Bendera Setengah Tiang atau Tidak
Hari ini hampir semua kanal televisi besar Indonesia menyiarkan secara live pemakaman mantan Presiden Soeharto. Sejak aku bangun pagi, semuanya serba Soeharto. Semua kanal menampilkan banner tayangan serupa namun tak sama: Selamat Jalan Pak Harto, Akhir Perjalanan Pak Harto, In Memoriam, dan sebagainya.
Tak ada yang luput dari tayangan pemakaman Soeharto, termasuk infotainment yang tega-teganya bikin liputan soal Mayangsari. Gosipnya asyik juga: Mayangsari dan Bambang Trihatmodjo datang sembunyi-sembunyi. Lalu mereka keluar. Wajah Bambang tegang. Mayangsari menangis. Anak mereka ikut serta.
Pokoknya, soal Soeharto apapun serba dramatis.
Namun yang paling menyenangkan adalah melihat reaksi masyarakat terhadap kematian Soeharto melalui pengibaran bendera setengah tiang.
Kendati pemerintah menyatakan hari berkabung nasional atas meninggalnya mantan Presiden Soeharto, ternyata tidak semua warga mengibarkan bendera setengah tiang sebagai tanda berduka. Bahkan wakil rakyat DPRD Jember pun tak semua mengibarkan bendera setengah tiang.
Di sepanjang daerah kampus Universitas Jember, misalnya, tidak semua rumah memancang bendera setengah tiang. Jumlah rumah yang menaati seruan berkabung nasional bisa dihitung jari.
Saat aku pulang ke rumah, satu deret gang di kampungku berjejer-jejer bendera setengah tiang. Sepengetahuanku di gang ini, hanya rumahku, Martin Rachmanto, dan Yakub Mulyono yang tidak memasang bendera setengah tiang. Semuanya wartawan.
Aku tidak tahu kenapa Yakub tidak mengibarkan bendera di depan rumah. Kalau Martin, aku bisa mengira: dia penggemar berat Soekarno.

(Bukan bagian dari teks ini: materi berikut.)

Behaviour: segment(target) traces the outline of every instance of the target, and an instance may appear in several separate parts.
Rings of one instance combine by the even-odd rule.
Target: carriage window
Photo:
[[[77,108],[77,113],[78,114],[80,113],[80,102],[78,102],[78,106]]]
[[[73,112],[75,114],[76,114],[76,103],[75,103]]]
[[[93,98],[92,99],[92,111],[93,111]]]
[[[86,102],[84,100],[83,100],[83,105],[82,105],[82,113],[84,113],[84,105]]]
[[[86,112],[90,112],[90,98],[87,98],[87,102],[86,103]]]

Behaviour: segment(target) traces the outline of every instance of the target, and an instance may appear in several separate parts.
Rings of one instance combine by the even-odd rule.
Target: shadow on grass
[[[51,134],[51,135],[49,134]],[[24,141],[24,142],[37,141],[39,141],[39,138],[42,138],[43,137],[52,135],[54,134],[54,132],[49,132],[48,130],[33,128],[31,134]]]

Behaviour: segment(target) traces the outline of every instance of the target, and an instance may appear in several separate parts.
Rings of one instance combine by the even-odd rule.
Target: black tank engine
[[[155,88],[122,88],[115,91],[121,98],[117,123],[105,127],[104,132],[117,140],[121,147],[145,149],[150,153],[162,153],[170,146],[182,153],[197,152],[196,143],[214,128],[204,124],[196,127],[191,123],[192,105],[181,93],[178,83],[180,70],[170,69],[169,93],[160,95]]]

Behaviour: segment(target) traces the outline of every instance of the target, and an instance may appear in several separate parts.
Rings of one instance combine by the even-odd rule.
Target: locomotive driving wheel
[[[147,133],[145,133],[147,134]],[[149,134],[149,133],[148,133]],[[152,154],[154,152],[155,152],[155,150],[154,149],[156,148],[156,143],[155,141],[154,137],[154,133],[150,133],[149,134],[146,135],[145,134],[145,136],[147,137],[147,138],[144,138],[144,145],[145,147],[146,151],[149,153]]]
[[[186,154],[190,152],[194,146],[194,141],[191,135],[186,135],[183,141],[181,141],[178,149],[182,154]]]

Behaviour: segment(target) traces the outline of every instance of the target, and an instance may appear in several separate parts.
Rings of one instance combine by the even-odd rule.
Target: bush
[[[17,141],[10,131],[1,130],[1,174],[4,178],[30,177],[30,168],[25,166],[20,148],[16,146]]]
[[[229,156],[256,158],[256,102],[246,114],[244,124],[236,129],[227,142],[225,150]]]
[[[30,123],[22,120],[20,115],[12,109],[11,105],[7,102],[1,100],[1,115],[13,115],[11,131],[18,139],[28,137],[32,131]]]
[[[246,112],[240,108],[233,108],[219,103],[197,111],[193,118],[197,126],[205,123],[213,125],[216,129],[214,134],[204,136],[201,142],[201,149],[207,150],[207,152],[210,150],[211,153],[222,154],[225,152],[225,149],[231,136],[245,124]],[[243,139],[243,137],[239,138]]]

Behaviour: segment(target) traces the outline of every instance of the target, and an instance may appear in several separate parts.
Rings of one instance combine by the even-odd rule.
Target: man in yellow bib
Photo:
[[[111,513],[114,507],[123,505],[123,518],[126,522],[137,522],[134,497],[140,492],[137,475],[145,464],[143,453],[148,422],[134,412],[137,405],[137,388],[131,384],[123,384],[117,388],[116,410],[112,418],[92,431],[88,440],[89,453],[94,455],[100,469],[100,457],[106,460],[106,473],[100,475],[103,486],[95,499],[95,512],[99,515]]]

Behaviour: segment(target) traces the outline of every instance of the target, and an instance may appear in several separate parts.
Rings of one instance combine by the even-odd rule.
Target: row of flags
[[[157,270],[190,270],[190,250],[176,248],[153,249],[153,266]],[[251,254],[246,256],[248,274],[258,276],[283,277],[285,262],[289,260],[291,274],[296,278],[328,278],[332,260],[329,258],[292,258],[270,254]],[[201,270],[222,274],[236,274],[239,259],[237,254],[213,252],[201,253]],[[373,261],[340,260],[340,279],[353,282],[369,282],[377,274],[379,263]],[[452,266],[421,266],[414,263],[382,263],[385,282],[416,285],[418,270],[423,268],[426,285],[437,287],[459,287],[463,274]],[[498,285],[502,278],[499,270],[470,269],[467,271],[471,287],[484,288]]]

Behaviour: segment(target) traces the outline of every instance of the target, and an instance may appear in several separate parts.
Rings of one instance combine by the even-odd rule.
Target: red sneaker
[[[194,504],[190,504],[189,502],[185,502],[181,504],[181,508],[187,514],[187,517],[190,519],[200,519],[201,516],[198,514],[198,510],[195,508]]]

Aku masuk rumah dan bertanya kepada istriku. “Pak RT tidak ke sini?” Aku tahu ketua RT di kampungku paling tidak betah melihat ada warga tak bisa diajak seragam. Isi kepalanya memang pas dengan orde baru.
Istriku menjawab tidak. “Kalau Pak RT ke sini, aku akan bilang: apa berkabung harus dengan mengibarkan bendera setengah tiang?”
Aku tersenyum. Istriku ini memang semakin progresif saja kian hari. Dia memang ibu rumah tangga biasa. Namun suka baca Tempo dan Kompas.
Bendera setengah tiang. Pertanyaannya: perlu atau tidak. Elite politik Jember sendiri tidak satu sikap soal ini.
Ahmad Halim, seorang anggota Komisi C DPRD Jember, menyatakan dirinya tidak memasang bendera setengah tiang.
“Menurut saya, (pemasangan bendera setengah tiang) itu imbauan. Tidak wajib dilaksanakan. Bukan zamannya lagi melakukan pemaksaan. Lain dengan instansi pemerintah,” kata Halim. Selain itu, ia berpendapat Soeharto masih belum tentu dikategorikan sebagai pahlawan nasional.
Ketua Komisi A DPRD Jember Abdul Ghafur menegaskan, ketidakmauannya mengibarkan bendera setengah tiang adalah sikap politik. “Itu fardu kifayah. Kedua, ini sikap politik bahwa penderitaan dan duka kita jangan hanya disesuaikan momentum, dengan mengibarkan bendera setengah tiang untuk menunjukkan masyarakat berduka,” katanya.
Menurut Ghafur, rakyat sudah lama berkabung dan berduka atas matinya hati nurani. Rakyat sudah berduka atas ketertindasan dan penderitaan sekian lama. “Ini bukannya saya benci Pak Harto. Tidak, saya tidak benci. Ini sikap politik dan sikap politik beda dengan benci,” katanya.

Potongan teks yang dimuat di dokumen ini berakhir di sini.